A new lab, GenWar, is set to open in 2026 at Johns Hopkins Applied Physics Laboratory. Its mission: revolutionize defense wargaming using generative AI. More details on the GenWar lab.
This initiative aims to harness large language models, allowing human players to rapidly test strategies and interact with AI agents simulating advisors or even enemy leaders.
Traditional wargames, like the 19th-century Prussian “kriegsspiel,” are labor-intensive. GenWar lab seeks to offer faster, more in-depth analyses and multiple iterations. Learn about kriegsspiel.
The lab will enable direct interaction with sophisticated computer models and even allow wargames played entirely by AI actors on both sides, accelerating human learning.
Tools like GenWar TTX create digital environments, while GenWar Sim, built on AFSIM, facilitates human interaction with physics-based models through plain speech.
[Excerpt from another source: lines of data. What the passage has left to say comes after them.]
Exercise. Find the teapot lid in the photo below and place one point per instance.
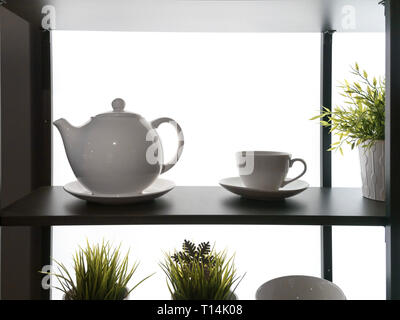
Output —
(118, 110)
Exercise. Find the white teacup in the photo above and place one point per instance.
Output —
(266, 170)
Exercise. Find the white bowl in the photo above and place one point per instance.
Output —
(299, 288)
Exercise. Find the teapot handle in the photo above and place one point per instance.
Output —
(181, 141)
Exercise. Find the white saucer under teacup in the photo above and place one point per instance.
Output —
(155, 190)
(236, 186)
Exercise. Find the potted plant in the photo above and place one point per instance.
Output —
(200, 273)
(100, 274)
(361, 123)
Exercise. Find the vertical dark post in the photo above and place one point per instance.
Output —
(326, 157)
(24, 156)
(392, 145)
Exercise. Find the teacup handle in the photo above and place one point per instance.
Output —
(155, 124)
(291, 162)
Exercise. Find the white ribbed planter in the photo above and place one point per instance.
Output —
(372, 162)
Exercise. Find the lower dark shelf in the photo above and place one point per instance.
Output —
(198, 205)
Developers acknowledge AI players might not make optimal decisions but aim for realistic enough behavior to explore strategies effectively.
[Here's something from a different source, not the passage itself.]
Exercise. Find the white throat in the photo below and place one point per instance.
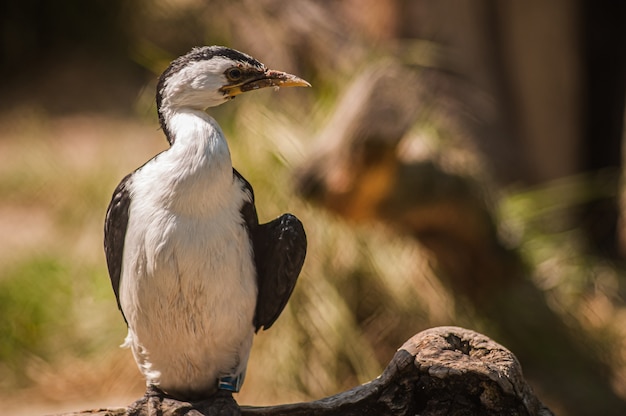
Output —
(198, 165)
Experts emphasize AI will supplement, not replace, traditional methods. It provides accelerated human learning rather than definitive answers.
Benjamin Jensen of the Center for International and Strategic cautions against reducing strategic analysis solely to LLM outputs, stressing proper documentation and evaluation.
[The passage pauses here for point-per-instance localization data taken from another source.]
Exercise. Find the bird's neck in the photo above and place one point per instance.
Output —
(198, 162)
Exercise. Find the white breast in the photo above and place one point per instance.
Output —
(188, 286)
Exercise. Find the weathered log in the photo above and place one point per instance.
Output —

The key challenge remains benchmarking foundation models against strategy and statecraft to avoid pitfalls in integrating AI into national security policy.
The embrace of generative AI, however, comes with its own set of critical considerations, as evidenced by recent reports concerning potential biases and vulnerabilities embedded within advanced models like China’s DeepSeek-R1. Such findings highlight the necessity of meticulous scrutiny.
Research indicates these models can generate code with significant security flaws when prompted with politically sensitive topics, raising serious questions about the integrity of AI-driven software development in critical defense applications. This calls for robust oversight.
Beyond code generation, the proliferation of AI technology also brings risks of deceptive applications, with instances of fake AI and messaging apps on third-party stores concealing spyware and perpetrating ad fraud. Such malicious uses underscore the broader challenges.